Knowing the learning dynamics of policy is significant to unveiling the
mysteries of Reinforcement Learning (RL). It is especially crucial yet
challenging to Deep RL, from which the remedies to notorious issues like sample
inefficiency and learning instability could be obtained. In this paper, we
study how the policy networks of typical DRL agents evolve during the learning
process by empirically investigating several kinds of temporal change for each
policy parameter.
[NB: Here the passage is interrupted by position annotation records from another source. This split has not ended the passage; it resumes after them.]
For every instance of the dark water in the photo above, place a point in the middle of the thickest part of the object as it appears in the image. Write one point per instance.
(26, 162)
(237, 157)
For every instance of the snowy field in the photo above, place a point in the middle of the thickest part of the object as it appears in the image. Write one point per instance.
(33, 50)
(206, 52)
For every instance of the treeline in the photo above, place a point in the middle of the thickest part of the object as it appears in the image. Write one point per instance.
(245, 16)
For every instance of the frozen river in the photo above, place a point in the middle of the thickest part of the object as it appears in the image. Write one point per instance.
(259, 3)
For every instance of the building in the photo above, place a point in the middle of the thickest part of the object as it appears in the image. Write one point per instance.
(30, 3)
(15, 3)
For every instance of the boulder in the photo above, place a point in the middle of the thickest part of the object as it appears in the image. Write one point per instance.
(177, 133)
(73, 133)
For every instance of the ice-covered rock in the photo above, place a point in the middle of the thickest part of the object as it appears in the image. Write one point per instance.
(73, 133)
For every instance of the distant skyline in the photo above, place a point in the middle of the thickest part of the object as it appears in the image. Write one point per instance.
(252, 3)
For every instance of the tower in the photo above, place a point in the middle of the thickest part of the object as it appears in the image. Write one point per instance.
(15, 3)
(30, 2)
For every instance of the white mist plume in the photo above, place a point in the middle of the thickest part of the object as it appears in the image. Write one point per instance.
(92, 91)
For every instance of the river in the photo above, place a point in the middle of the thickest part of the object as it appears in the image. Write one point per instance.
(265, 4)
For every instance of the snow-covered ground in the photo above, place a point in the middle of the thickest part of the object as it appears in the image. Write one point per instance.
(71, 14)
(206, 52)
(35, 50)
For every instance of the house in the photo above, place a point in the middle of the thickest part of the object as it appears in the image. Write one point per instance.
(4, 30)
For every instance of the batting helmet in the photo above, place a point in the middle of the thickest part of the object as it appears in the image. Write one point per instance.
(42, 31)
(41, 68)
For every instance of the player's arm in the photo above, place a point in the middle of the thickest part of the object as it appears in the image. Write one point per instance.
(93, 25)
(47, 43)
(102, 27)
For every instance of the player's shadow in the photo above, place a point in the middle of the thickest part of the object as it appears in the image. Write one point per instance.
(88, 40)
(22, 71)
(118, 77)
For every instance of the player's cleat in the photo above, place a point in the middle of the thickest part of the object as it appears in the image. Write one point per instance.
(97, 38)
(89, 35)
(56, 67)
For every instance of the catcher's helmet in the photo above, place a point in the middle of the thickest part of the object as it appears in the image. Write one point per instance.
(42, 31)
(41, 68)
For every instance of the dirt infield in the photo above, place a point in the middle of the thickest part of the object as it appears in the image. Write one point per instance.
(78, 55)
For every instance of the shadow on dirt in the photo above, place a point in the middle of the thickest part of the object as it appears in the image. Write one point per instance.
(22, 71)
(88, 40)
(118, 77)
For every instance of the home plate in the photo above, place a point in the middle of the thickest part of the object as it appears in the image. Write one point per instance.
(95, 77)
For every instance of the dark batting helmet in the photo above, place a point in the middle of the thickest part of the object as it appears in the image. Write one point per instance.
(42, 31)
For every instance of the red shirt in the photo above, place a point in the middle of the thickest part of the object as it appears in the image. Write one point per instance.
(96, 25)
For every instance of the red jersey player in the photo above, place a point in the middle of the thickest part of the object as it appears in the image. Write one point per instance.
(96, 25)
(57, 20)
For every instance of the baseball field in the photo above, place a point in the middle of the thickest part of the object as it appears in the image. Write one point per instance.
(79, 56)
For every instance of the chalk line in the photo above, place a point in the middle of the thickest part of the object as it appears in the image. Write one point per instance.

On typical MuJoCo and DeepMind Control Suite (DMC)
benchmarks, we find common phenomena for TD3 and RAD agents: 1) the activity of
policy network parameters is highly asymmetric and policy networks advance
monotonically along very few major parameter directions; 2) severe detours
occur in parameter update and harmonic-like changes are observed for all minor
parameter directions. By performing a novel temporal SVD along policy learning
path, the major and minor parameter directions are identified as the columns of
right unitary matrix associated with dominant and insignificant singular values
respectively. Driven by the discoveries above, we propose a simple and
effective method, called Policy Path Trimming and Boosting (PPTB), as a general
plug-in improvement to DRL algorithms. The key idea of PPTB is to periodically
trim the policy learning path by canceling the policy updates in minor
parameter directions, while boost the learning path by encouraging the advance
in major directions. In experiments, we demonstrate the general and significant
performance improvements brought by PPTB, when combined with TD3 and RAD in
MuJoCo and DMC environments respectively.

本文研究深度强化学习代理策略网络在学习过程中的演化，发现参数更新存在重大方向和次要方向，提出了基于此发现的简单而有效的方法 Policy Path Trimming and Boosting (PPTB)，并证明其与 TD3 和 RAD 在 MuJoCo 和 DMC 环境中结合使用可以带来更好的性能改进。